WTCC Pau 2009 : le week-end de tous les excèsRETOUR A LA TABLE DES MATIÈRES
Le meeting WTCC de Pau 2009 restera comme l'un des plus mouvementés de l'histoire récente du championnat.
Dès les qualifications, les BMW dominent les débats. Les Andy Priaulx et Augusto Farfus monopolisent les premières places tandis que les SEAT semblent en difficulté, reléguées entre la 15e et la 18e position.
L'ambiance se tend avant même le départ.
À la suite d'une réclamation de BMW, les voitures de SEAT se voient imposer des restrictions sur leurs moteurs turbocompressés. La marque espagnole dénonce officiellement une décision qu'elle juge injustifiée et exprime publiquement son indignation.
Après les essais, les commissaires techniques lancent une vaste opération de contrôle.
Les régimes moteurs, les pressions de suralimentation et différents paramètres électroniques sont examinés avec minutie. Les voitures restent immobilisées durant toute l'après-midi dans le parc fermé afin de permettre les vérifications.
Le verdict tombe le lendemain matin.
Neuf pilotes sont déclassés pour non-conformité concernant les régimes moteurs :
- Yvan Muller
- Andy Priaulx
- Sergio Hernández
- Alain Menu
- Robert Huff
- Nicola Larini
- Tom Coronel
- Félix Porteiro
- Stefano D'Aste
La grille de départ est totalement bouleversée.
Pour de nombreux observateurs, la limite de tolérance sportive et réglementaire semble alors atteinte.
La seconde manche se déroule dans une atmosphère électrique.
Les contacts se multiplient : poussettes, tête-à-queue, accrochages et neutralisations rythment la course. Même la voiture de sécurité se retrouve impliquée dans un incident, symbole d'un week-end décidément hors normes.

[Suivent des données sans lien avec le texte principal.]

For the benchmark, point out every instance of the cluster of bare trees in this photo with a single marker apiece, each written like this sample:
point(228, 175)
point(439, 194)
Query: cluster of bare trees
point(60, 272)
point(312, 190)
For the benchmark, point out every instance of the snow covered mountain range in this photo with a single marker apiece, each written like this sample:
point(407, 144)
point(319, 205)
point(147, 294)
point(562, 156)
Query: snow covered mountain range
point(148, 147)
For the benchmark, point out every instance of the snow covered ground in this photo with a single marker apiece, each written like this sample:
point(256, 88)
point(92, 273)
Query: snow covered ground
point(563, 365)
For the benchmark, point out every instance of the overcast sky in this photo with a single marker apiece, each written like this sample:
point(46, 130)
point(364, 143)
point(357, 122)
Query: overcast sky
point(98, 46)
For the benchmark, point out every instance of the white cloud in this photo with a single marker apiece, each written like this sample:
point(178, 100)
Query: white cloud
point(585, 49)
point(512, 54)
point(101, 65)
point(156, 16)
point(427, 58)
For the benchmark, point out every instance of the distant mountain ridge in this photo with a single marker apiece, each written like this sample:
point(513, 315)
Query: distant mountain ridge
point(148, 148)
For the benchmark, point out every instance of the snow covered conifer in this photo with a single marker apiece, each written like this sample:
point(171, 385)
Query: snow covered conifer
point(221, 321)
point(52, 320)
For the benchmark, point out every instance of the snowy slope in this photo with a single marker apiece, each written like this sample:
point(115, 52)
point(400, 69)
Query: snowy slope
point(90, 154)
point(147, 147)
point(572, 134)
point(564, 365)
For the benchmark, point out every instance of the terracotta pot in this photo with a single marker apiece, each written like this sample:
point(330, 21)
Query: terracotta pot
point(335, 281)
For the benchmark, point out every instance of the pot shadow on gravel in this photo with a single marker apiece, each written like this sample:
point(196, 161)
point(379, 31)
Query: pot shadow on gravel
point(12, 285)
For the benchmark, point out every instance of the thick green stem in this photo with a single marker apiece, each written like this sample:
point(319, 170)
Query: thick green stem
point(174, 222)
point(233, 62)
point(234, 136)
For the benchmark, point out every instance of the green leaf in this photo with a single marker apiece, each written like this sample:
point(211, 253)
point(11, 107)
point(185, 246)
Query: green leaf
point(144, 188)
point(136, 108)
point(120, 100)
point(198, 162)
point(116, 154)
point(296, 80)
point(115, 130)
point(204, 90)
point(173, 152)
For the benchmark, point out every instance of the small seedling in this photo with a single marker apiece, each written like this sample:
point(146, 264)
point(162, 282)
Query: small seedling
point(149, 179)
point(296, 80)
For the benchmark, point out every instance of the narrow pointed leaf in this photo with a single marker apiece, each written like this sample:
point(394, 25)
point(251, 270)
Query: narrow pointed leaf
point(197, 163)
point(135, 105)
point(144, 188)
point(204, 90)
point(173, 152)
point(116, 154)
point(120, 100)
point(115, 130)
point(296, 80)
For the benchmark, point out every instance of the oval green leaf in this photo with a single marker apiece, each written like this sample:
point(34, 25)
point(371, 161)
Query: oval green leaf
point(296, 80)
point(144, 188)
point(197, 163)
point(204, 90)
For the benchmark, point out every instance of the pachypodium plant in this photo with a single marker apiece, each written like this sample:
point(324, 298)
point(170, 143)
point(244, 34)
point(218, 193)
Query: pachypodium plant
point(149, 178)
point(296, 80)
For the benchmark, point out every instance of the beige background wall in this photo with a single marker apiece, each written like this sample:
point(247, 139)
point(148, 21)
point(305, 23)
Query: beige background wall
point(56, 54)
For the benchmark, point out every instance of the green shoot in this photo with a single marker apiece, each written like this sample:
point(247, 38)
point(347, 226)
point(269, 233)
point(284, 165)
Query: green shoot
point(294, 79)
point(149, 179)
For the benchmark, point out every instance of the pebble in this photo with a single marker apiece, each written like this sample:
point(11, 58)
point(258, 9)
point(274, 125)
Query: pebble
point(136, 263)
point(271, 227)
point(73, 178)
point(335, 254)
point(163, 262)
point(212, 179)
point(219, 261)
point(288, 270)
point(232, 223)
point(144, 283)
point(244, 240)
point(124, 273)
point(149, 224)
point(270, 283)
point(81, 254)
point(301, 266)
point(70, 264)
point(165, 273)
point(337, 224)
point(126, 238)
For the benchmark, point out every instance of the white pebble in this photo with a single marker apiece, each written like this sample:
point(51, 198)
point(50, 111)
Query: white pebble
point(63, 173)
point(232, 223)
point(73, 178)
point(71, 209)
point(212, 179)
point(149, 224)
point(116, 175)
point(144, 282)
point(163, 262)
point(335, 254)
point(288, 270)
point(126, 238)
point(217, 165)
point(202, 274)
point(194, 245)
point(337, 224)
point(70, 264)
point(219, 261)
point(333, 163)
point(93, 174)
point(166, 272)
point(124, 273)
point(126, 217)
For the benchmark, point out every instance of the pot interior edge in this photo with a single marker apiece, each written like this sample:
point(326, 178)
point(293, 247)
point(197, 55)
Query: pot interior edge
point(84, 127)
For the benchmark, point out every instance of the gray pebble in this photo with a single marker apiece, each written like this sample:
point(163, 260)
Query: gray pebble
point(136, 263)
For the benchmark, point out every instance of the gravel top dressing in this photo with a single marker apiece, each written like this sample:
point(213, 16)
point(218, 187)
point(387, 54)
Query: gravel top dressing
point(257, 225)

L'affaire ne s'arrête pas à la piste.

La 2e course sera chaude, poussettes, tête à queues,et même un accident avec le Pace-car
À la suite des événements survenus durant le meeting, les directeurs de course Philippe Cholet et Jean-Pierre Colas font l'objet de sanctions disciplinaires. Ils sont suspendus de toute fonction officielle en sport automobile pendant trois ans, dont une année avec sursis.